Stan Lee’s Garbage Monster

The Monster Maker illustration by Patrick Mate.

Initially, the idea of a lauded French New Wave auteur teaming up with a Marvel comics personality seems absurd, but from its early days in the 1950s, the cinematic movement had an obsession with American pop-culture – including its directors celebrating Alfred Hitchcock films in Cahiers du Cinéma, Jean Paul Belmondo imitating Humphrey Bogart in Jean-Luc Goddard’s Breathless. Alain Resnais, who became famous for Hiroshima mon amour (1959), Last Year at Mareinbad (1961) and Je t’aime, je t’aime, loved Marvel comics so much that he wrote a fan letter to Stan Lee. They became pen pals, and eventually Resnais travelled to America to meet Lee and stay at his house on Long Island. The friendship between the two creators led to them collaborating on a pair of unrealized film projects.

One of them, titled The Inmates, was described by Lee – in the 1970s, in the Marvel fan magazine FOOM – as a philosophical sci-fi meditation about humanity’s place in the universe. “It’s not a far-out science-fiction thing,” he noted.
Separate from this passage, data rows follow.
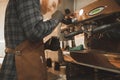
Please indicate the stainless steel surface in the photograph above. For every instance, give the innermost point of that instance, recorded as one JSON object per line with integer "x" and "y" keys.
{"x": 98, "y": 59}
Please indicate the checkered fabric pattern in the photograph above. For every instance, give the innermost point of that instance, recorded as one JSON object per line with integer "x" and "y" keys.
{"x": 23, "y": 20}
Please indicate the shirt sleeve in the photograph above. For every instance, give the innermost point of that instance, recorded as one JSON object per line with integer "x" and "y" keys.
{"x": 31, "y": 19}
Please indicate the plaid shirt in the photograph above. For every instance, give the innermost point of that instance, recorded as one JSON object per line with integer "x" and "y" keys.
{"x": 23, "y": 21}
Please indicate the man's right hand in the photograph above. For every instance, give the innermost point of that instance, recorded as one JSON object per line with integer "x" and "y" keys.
{"x": 58, "y": 15}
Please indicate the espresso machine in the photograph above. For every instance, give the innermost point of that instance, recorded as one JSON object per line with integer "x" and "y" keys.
{"x": 100, "y": 24}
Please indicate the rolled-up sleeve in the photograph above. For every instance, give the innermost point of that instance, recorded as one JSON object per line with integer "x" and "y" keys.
{"x": 31, "y": 20}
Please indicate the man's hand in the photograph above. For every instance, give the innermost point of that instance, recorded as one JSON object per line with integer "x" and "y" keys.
{"x": 52, "y": 44}
{"x": 58, "y": 15}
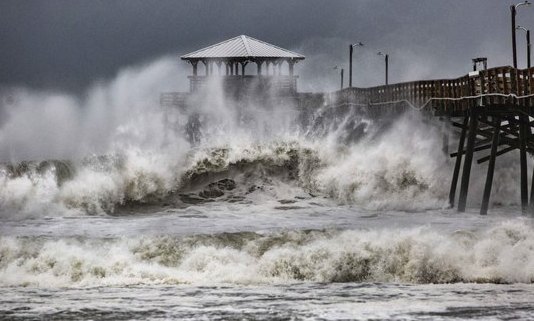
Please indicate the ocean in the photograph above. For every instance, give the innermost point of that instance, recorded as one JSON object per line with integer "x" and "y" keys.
{"x": 113, "y": 208}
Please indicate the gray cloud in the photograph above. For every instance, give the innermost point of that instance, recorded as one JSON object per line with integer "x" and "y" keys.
{"x": 70, "y": 44}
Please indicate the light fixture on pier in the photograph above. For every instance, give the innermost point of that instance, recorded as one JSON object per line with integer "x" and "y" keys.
{"x": 386, "y": 60}
{"x": 528, "y": 43}
{"x": 513, "y": 11}
{"x": 341, "y": 74}
{"x": 351, "y": 48}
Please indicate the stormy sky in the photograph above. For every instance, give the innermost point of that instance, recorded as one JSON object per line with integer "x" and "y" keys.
{"x": 70, "y": 44}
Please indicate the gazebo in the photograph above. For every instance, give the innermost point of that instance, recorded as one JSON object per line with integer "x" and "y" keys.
{"x": 235, "y": 54}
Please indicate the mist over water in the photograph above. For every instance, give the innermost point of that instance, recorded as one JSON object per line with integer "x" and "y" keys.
{"x": 111, "y": 195}
{"x": 65, "y": 155}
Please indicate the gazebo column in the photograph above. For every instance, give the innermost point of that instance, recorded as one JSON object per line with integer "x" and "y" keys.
{"x": 243, "y": 65}
{"x": 267, "y": 64}
{"x": 258, "y": 64}
{"x": 194, "y": 63}
{"x": 219, "y": 67}
{"x": 206, "y": 66}
{"x": 291, "y": 64}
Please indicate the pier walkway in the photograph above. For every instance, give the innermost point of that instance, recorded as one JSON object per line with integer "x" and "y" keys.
{"x": 493, "y": 108}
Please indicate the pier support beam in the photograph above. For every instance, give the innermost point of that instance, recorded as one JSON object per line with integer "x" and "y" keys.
{"x": 523, "y": 121}
{"x": 473, "y": 124}
{"x": 491, "y": 167}
{"x": 458, "y": 163}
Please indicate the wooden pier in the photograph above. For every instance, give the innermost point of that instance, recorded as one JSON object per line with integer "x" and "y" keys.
{"x": 492, "y": 108}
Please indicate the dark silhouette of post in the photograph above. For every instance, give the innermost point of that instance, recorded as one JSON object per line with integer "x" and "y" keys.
{"x": 351, "y": 49}
{"x": 386, "y": 60}
{"x": 387, "y": 69}
{"x": 514, "y": 50}
{"x": 528, "y": 49}
{"x": 350, "y": 64}
{"x": 341, "y": 78}
{"x": 528, "y": 44}
{"x": 513, "y": 11}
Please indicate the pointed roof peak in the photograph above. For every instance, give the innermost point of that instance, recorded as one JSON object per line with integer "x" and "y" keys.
{"x": 242, "y": 46}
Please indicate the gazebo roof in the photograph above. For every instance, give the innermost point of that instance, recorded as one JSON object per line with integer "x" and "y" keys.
{"x": 242, "y": 47}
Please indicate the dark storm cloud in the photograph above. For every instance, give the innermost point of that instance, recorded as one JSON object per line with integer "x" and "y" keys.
{"x": 69, "y": 44}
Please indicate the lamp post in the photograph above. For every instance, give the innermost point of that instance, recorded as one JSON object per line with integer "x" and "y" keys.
{"x": 341, "y": 74}
{"x": 513, "y": 10}
{"x": 386, "y": 60}
{"x": 351, "y": 48}
{"x": 528, "y": 44}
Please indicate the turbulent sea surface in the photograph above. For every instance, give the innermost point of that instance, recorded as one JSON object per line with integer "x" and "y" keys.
{"x": 245, "y": 212}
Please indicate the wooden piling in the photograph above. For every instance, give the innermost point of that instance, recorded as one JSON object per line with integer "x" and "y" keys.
{"x": 473, "y": 124}
{"x": 491, "y": 167}
{"x": 461, "y": 143}
{"x": 523, "y": 161}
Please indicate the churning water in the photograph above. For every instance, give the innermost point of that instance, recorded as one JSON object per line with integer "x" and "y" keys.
{"x": 110, "y": 212}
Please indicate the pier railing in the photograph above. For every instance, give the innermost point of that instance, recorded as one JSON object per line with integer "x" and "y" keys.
{"x": 491, "y": 87}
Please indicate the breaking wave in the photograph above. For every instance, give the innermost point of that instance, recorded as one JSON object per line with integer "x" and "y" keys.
{"x": 118, "y": 150}
{"x": 501, "y": 254}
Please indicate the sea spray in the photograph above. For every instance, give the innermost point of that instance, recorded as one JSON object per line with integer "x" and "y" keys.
{"x": 123, "y": 148}
{"x": 499, "y": 254}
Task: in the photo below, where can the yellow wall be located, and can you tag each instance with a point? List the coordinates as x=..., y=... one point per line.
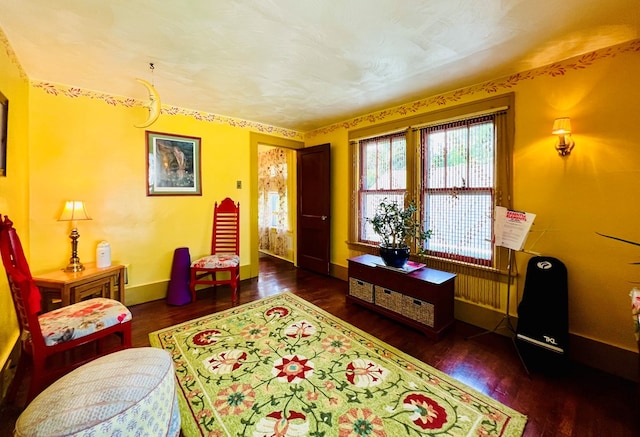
x=593, y=189
x=14, y=187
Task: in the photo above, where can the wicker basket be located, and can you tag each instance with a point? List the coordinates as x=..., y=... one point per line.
x=417, y=310
x=389, y=299
x=361, y=289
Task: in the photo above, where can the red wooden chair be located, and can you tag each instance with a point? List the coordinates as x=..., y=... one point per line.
x=51, y=341
x=225, y=251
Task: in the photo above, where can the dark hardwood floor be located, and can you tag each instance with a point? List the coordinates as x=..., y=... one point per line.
x=581, y=402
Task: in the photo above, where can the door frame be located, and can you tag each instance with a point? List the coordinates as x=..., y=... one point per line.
x=268, y=140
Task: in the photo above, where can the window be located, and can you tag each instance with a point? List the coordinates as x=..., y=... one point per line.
x=457, y=170
x=383, y=174
x=458, y=189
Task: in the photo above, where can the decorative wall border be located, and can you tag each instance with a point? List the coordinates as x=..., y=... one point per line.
x=74, y=92
x=489, y=87
x=13, y=58
x=128, y=102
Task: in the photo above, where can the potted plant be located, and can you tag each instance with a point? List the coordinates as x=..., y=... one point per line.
x=397, y=226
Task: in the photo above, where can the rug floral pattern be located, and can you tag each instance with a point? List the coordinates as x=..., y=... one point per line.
x=282, y=367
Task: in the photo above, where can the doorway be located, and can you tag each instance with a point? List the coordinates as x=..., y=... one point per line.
x=257, y=141
x=275, y=201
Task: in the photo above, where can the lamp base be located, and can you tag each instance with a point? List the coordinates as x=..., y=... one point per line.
x=74, y=265
x=74, y=262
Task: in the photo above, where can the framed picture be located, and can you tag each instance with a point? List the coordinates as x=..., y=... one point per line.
x=4, y=121
x=173, y=165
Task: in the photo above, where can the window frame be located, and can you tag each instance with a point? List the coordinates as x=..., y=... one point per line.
x=410, y=125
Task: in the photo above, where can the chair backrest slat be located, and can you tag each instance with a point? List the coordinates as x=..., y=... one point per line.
x=225, y=237
x=25, y=294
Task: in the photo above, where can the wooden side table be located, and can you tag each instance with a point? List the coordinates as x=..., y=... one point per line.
x=60, y=288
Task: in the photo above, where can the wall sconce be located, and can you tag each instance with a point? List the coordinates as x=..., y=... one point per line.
x=74, y=210
x=562, y=128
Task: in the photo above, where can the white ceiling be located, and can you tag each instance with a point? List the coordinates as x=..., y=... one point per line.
x=302, y=64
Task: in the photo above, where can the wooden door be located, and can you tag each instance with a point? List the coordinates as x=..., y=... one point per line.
x=314, y=208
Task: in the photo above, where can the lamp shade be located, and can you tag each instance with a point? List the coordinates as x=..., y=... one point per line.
x=74, y=210
x=561, y=126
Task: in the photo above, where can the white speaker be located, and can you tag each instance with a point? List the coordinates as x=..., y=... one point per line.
x=103, y=255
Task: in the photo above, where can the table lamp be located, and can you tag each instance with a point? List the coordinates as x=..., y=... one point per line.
x=74, y=210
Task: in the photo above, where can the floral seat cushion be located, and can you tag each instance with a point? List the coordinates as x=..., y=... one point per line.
x=217, y=261
x=81, y=319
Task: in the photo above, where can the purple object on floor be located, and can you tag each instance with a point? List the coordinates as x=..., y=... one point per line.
x=179, y=293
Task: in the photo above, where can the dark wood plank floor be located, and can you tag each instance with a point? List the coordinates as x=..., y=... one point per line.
x=582, y=402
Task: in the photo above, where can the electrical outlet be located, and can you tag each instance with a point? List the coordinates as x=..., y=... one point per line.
x=127, y=268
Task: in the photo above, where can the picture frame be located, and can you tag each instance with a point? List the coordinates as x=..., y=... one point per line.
x=4, y=127
x=173, y=165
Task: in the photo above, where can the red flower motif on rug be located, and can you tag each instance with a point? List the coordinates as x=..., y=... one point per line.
x=292, y=369
x=427, y=413
x=281, y=367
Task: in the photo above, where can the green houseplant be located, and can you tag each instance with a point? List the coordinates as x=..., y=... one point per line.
x=397, y=227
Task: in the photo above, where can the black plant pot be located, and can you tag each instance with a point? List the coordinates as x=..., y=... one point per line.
x=394, y=257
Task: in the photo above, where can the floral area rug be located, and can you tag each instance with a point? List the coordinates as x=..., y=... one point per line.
x=281, y=366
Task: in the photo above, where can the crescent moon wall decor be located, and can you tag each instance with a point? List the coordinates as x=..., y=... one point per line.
x=153, y=106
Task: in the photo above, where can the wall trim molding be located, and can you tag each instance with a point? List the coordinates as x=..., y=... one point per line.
x=488, y=88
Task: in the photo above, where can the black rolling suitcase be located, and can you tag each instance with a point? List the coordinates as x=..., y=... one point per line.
x=542, y=335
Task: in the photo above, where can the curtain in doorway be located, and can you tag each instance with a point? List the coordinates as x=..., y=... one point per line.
x=273, y=202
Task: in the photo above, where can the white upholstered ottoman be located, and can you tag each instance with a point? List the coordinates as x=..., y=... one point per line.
x=126, y=393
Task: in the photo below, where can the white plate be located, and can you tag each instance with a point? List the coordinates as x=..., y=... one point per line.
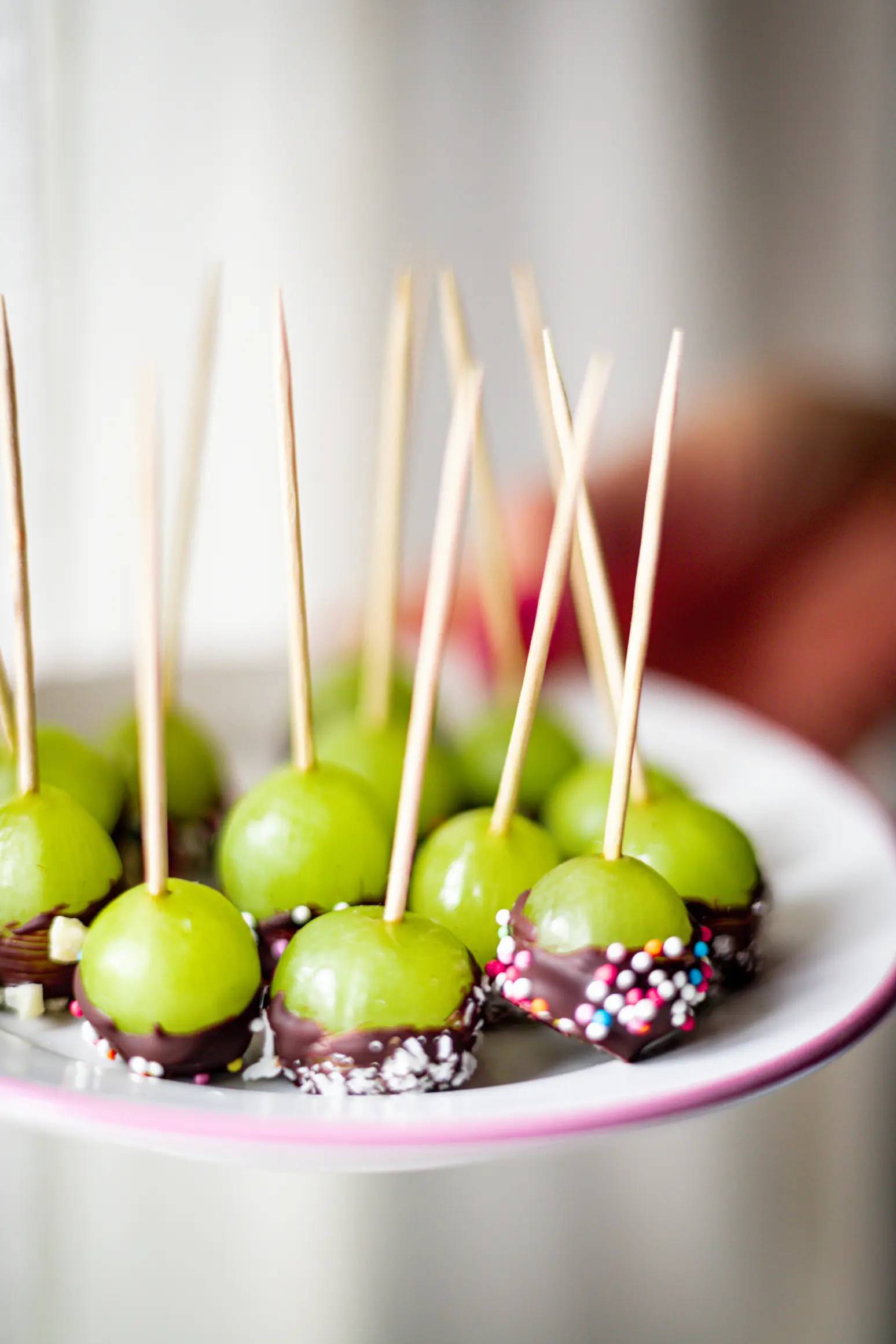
x=828, y=851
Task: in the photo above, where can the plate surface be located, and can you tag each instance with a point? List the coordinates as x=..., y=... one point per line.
x=825, y=844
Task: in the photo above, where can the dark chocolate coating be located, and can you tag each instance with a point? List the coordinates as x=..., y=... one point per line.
x=24, y=949
x=191, y=847
x=181, y=1055
x=562, y=980
x=735, y=936
x=392, y=1059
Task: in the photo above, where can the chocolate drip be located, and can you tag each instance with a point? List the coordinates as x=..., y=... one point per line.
x=735, y=934
x=562, y=983
x=182, y=1055
x=386, y=1059
x=24, y=949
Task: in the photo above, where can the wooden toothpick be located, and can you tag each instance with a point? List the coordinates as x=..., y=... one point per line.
x=153, y=804
x=437, y=609
x=493, y=562
x=300, y=677
x=594, y=568
x=555, y=572
x=24, y=696
x=190, y=472
x=644, y=586
x=7, y=708
x=531, y=322
x=380, y=620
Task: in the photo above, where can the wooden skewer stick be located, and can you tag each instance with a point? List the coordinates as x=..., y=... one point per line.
x=191, y=467
x=496, y=579
x=531, y=327
x=596, y=569
x=153, y=789
x=300, y=675
x=644, y=586
x=7, y=708
x=556, y=568
x=437, y=611
x=378, y=653
x=24, y=696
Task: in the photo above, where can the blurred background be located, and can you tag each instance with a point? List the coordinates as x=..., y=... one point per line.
x=729, y=168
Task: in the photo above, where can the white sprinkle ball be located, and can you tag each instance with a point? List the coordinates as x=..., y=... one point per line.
x=507, y=948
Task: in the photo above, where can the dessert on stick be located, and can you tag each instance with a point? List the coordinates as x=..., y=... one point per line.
x=370, y=737
x=170, y=976
x=602, y=948
x=482, y=748
x=57, y=863
x=311, y=836
x=193, y=758
x=478, y=863
x=375, y=1000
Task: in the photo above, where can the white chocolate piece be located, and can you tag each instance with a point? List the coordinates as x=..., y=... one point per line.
x=66, y=940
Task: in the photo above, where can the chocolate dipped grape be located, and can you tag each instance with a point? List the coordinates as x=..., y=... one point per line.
x=299, y=844
x=604, y=950
x=376, y=754
x=575, y=810
x=713, y=866
x=361, y=1006
x=465, y=873
x=171, y=982
x=337, y=692
x=483, y=746
x=195, y=795
x=56, y=859
x=68, y=762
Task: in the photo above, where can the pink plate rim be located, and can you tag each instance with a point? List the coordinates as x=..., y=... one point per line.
x=238, y=1129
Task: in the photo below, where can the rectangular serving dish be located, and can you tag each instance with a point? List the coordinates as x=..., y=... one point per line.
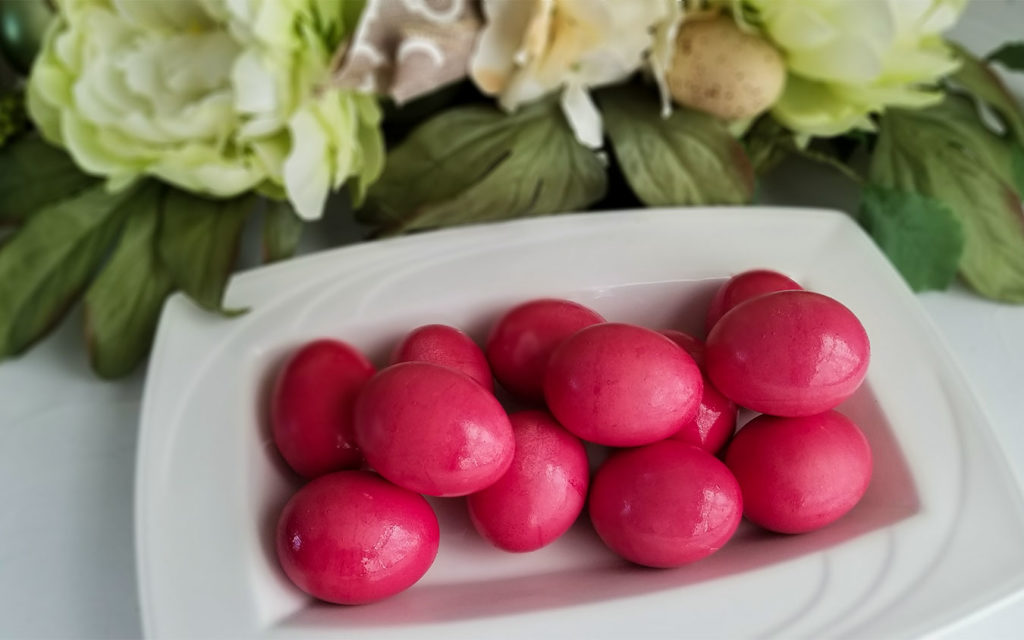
x=936, y=537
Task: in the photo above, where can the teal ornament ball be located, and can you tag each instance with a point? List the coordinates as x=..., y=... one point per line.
x=23, y=24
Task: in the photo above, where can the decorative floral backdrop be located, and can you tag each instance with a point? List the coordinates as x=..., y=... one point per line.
x=144, y=133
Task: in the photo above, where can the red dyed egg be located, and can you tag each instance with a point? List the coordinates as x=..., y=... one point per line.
x=742, y=287
x=352, y=538
x=432, y=430
x=311, y=407
x=542, y=494
x=522, y=341
x=622, y=385
x=446, y=346
x=787, y=353
x=665, y=505
x=799, y=474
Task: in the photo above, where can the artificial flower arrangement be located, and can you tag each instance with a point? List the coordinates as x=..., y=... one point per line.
x=146, y=134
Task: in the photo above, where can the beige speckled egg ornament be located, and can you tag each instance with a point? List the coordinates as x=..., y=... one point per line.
x=722, y=70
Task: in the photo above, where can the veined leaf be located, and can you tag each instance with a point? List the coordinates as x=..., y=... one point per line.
x=124, y=302
x=686, y=159
x=1010, y=55
x=475, y=164
x=199, y=241
x=34, y=174
x=946, y=154
x=282, y=230
x=49, y=260
x=922, y=237
x=975, y=76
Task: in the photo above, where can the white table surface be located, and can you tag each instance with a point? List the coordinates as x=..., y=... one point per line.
x=68, y=439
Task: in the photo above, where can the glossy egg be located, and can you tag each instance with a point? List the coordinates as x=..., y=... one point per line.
x=715, y=421
x=524, y=337
x=688, y=343
x=787, y=353
x=742, y=287
x=622, y=385
x=665, y=505
x=352, y=538
x=446, y=346
x=799, y=474
x=432, y=430
x=542, y=494
x=311, y=407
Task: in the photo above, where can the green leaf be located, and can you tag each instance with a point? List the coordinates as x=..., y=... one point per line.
x=686, y=159
x=1017, y=167
x=474, y=164
x=767, y=142
x=199, y=241
x=34, y=174
x=1010, y=55
x=922, y=237
x=282, y=230
x=48, y=261
x=979, y=80
x=124, y=302
x=946, y=154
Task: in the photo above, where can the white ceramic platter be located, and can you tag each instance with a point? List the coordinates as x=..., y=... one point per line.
x=937, y=537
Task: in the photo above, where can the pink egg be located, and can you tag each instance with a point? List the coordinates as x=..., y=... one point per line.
x=352, y=538
x=542, y=494
x=446, y=346
x=522, y=340
x=665, y=505
x=622, y=385
x=688, y=343
x=799, y=474
x=433, y=430
x=311, y=407
x=716, y=418
x=787, y=353
x=714, y=423
x=742, y=287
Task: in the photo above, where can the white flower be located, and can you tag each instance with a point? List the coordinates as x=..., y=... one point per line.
x=529, y=48
x=216, y=96
x=850, y=58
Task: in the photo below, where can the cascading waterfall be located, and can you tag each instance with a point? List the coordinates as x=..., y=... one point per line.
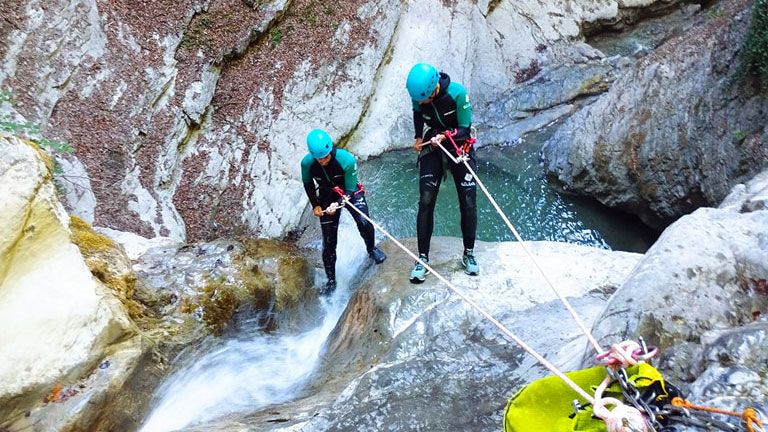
x=253, y=369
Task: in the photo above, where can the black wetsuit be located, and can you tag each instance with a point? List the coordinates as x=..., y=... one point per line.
x=449, y=110
x=319, y=182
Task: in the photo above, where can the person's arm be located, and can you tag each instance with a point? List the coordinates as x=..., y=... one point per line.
x=309, y=184
x=418, y=121
x=463, y=110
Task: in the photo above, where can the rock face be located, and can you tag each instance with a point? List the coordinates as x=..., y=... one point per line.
x=674, y=133
x=85, y=333
x=407, y=357
x=188, y=118
x=57, y=323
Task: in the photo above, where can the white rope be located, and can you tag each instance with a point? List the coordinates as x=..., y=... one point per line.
x=584, y=329
x=493, y=321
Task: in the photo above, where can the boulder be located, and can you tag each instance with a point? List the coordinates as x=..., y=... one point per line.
x=701, y=295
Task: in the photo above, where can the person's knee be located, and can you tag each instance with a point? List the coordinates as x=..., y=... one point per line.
x=427, y=199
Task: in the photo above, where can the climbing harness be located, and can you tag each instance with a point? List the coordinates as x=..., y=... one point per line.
x=341, y=203
x=646, y=400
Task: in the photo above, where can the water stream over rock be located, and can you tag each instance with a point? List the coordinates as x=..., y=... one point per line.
x=251, y=368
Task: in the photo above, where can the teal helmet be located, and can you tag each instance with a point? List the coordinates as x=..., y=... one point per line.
x=319, y=143
x=422, y=81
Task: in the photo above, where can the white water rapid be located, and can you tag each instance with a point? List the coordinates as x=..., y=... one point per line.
x=253, y=370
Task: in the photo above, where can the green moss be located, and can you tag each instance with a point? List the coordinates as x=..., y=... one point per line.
x=258, y=286
x=89, y=241
x=100, y=255
x=218, y=305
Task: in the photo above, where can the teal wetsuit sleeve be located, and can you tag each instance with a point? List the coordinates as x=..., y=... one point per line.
x=306, y=178
x=463, y=110
x=306, y=163
x=349, y=165
x=418, y=121
x=463, y=107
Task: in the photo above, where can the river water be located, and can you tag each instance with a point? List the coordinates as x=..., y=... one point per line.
x=513, y=175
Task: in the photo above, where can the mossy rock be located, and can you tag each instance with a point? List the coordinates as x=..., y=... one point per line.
x=108, y=263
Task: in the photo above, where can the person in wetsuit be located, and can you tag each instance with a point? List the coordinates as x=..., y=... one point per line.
x=441, y=105
x=323, y=169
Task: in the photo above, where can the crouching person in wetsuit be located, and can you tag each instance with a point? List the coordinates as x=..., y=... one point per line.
x=443, y=106
x=322, y=170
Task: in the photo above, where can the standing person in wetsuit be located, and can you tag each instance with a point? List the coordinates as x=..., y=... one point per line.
x=443, y=106
x=323, y=169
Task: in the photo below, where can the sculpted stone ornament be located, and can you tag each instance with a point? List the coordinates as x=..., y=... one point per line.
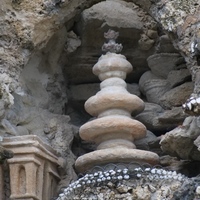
x=112, y=46
x=114, y=130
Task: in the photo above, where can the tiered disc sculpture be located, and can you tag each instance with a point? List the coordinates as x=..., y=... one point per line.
x=114, y=130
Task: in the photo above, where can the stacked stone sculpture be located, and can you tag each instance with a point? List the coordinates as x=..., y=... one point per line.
x=113, y=130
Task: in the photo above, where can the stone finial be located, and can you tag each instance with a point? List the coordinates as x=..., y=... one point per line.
x=111, y=45
x=114, y=130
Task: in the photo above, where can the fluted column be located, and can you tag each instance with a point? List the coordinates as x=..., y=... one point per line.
x=114, y=130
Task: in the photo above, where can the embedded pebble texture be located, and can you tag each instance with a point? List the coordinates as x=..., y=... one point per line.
x=142, y=183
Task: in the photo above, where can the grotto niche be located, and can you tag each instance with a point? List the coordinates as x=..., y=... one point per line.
x=48, y=49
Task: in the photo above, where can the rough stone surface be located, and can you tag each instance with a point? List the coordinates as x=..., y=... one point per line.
x=175, y=96
x=177, y=77
x=180, y=141
x=161, y=64
x=153, y=87
x=46, y=45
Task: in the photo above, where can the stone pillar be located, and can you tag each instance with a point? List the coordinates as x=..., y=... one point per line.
x=114, y=130
x=33, y=168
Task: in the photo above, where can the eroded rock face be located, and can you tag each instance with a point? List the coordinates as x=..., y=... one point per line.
x=47, y=51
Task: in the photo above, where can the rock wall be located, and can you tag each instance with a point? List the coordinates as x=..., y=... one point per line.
x=48, y=49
Lee wrote a treatment for the film but it never went past that stage.

The other project, however, did become a screenplay. Titled The Monster Maker, it was a socially-conscious creature feature.

In video interview recently posted at criterion.com, Lee delves into the project, recalling that the story revolved around a B-movie maker named Larry Morgan, who’s in love with a woman named Catherine Reynolds, but she has her sights set on a respected British auteur filmmaker named Peter Hastings; meanwhile Larry doesn’t notice that his writer, Patricia Hill, is in love with him.

 “I started out by basing it on a fellow named Roger Corman, who had done many inexpensive movies that did very well st the box office,” says Lee. “They weren’t intellectual movies; they were low budget, very interesting, and he did well with ’em.”

The very Marvel-like scenario, which Lee wrote in three weeks, takes place as a giant trash creature starts terrorizing Manhattan. Resnais had gone so far as to scout a filming location in the area that would serve at the monster’s birthplace – a “filthy and overgrown” island in the East River called Rat Island.

Lee recalls, “We were going to show that all the pollution at Rat Island comes together and becomes like a monster, so all of a sudden it’s like one of the monsters that our hero had been producing for years. But this time the monster is created by pollution, and our hero had to find a way to combat it.”

Resnais was able to attract interest from a producer who paid $25,000 for the rights. However, in order for the film to get made, the script had to undergo significant changes for budget reasons. (“The thing would have cost a billion dollars to produce,” jokes Lee in the interview.) Renais wasn’t willing to compromise on the vision for the film, so it died, and with it a possible new career for Lee.

But perhaps it was all a means to a different end for Resnais anyhow. Lee remembers, “What he really wanted was to direct a movie about Spider-Man!”